Figure 9. Confusion matrices of MAE, VIT, and DEEPMAE on Test Dataset. The test set contains 300 images for each category. The number of predictions is shown in the column and the number of true labels is in the row. (A) The confusion matrix of MAE. (B) The confusion matrix of VIT. (C) The confusion matrix of DEEPMAE.

According to DEEPMAE's confusion matrix on the test set (Figure 9C), A images were correctly classified. It also had the lowest level of misclassification of the three above models. Also most noticeable was the significant enhancement in DEEPMAE's discrimination of C and D images. That is due to DEEPMAE being the most adept of the three models at distinguishing between C and D images. From the results, DEEPMAE is as good as MAE at identifying D, VIT at identifying B, and slightly better than both for A and C. Compared to the backbone model DEEPMAE learns more critical distinguishing features.

The specific results of MAE, VIT and DEEPMAE on the test set were compared quantitatively to objectively evaluate their performance without bias (Table 6). The MAE pre-trained model contains both Encoder and Decoder with ~140 M parameters. At the same time, the MAE inference process has the same number of model parameters as VIT, 114.767 M, and the DEEPMAE, which also contains both Encoder and Decoder processes, has only 35% of the parameters of MAE and 43% of VIT. The macs (Multiply-Accumulate Operations) of DEEPMAE are only one-third of those of VIT. In terms of the accuracy of the test set, DEEPMAE reached 96.4%, higher than MAE and VIT by 2.6 and 1.6%, respectively. In addition, DEEPMAE outperformed MAE and VIT in terms of average Precision, Recall, Specificity and F1 Score.

TABLE 6
www.frontiersin.org

Table 6. The evaluation of three models.

3.4. What features learned by DEEPMAE

Due to the “black box” problem of the deep learning model, this paper examines whether the features extracted by our model match the changes in the image appearance. We introduce an algorithm for aggregating images. According to this algorithm, this paper performs the corresponding aggregation operations on the L-value and b-value of the original images to demonstrate that these two values are the key factors that affect the model's differentiation of the kernels' images.

The β of our aggregation function is specified separately for each experiment for L-value and b-value, e.g., the β for A images with L-value is 47, and the rest of the experiments have β corresponding to Figure 5. The chromaticity change of enhanced images is represented in the same way as in Figure 5.

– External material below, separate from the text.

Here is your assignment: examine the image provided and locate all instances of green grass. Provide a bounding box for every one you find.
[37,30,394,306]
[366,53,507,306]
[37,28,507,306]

After image enhancement, the L-values of the four experiments become more aggregated and distinguishable (Figures 10A, C). In addition, the L-values of the enhanced B and C images are slightly more discernible than those of the original images. Also, the b-values of the enhanced images are more aggregated (Figures 10B, D). Compared to the statistical distribution in Figure 5, the images processed by the aggregation algorithm are significantly different from the previous because of the more significant differentiation of brightness and color.

FIGURE 10
www.frontiersin.org

Figure 10. L-values and b-values distribution of images after aggregation. (A) L-values distribution after AL*. (B) b-values distribution after Ab*. (C) L-values distribution after AL*b*. (D) b-values distribution after AL*b*.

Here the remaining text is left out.